Lines 4 and 5, for example, use alliteration of sharp /t/, hissing /s/, and plosive /p/ sounds:
Baring teeth that leer like skulls’ tongues wicked?
Stroke on stroke of pain,—but what slow panic,
These sounds lend the lines a popping, sickly feel (especially when also taking into account the hard /k/ consonance throughout). The sounds here help capture the poem's shocking portrayal of violence and psychological torture. It's almost as though the sounds here are attacking the reader!
In the second stanza, /m/ alliteration occurs throughout the first three lines:
—These are men whose minds the Dead have ravished.
Memory fingers in their hair of murders,
Multitudinous murders they once witnessed.
These lines, not coincidentally, are about all the "murders" that replay in the men's minds. The alliteration itself—all those /m/ sounds—reflects that abundance. In the same stanza (line 14), "lungs" and "loved laughter" alliterate, connecting the men's joy to their delicate physical bodies—to those blood-leaking lungs.

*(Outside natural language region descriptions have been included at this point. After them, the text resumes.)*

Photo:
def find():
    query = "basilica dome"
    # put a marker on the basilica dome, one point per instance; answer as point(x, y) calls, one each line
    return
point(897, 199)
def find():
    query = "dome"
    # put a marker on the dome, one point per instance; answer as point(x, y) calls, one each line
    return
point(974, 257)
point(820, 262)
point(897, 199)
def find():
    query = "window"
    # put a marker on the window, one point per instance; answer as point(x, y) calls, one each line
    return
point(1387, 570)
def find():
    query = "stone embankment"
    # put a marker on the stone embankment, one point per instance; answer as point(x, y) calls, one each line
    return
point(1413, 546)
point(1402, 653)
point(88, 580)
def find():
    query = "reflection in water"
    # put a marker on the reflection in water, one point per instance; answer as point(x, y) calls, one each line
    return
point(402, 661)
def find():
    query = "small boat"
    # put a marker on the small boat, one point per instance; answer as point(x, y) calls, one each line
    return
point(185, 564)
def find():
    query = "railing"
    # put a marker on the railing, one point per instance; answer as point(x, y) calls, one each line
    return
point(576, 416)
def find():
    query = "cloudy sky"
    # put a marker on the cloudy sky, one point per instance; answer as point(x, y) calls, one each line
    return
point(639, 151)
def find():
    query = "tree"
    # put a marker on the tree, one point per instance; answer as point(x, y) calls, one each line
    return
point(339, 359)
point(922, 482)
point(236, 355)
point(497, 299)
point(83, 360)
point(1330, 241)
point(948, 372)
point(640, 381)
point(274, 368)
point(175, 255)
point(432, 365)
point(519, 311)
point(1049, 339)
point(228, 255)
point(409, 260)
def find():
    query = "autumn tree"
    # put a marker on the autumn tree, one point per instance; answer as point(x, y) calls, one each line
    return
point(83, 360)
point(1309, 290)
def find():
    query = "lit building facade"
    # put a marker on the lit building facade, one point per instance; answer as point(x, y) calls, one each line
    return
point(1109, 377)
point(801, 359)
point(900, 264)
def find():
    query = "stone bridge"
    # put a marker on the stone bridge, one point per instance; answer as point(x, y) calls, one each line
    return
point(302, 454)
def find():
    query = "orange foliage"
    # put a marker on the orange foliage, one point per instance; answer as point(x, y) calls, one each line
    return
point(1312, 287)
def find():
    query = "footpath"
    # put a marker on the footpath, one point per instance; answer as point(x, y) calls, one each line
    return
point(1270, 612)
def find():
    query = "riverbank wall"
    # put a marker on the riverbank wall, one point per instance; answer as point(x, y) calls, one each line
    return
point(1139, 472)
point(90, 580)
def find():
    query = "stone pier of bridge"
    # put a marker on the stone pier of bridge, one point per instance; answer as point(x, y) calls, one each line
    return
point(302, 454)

In lines 20 and 21 of the final stanza, /b/ and /s/ sounds once again create an aural barrage on the listener:
Back into their brains, because on their sense
Sunlight seems a bloodsmear; night comes blood-black;
As best it can, the poem tries to bombard the reader with sound in a way that gestures towards the sensory onslaught experienced by the soldiers. The /b/ sound continues in the next line, while three /h/ sounds in line 23 evoke the sound of cackling laughter—"heads," "hilarious," and "hideous" create a kind of "ha-ha-ha." In lines 25 to 27, "plucking" alliterates with "picking," while the /s/ of "scourging" echoes in "snatching" and "smote." Again, the poem creates a mixture of abrasive and threatening sounds to evoke its atmosphere of torment and horror.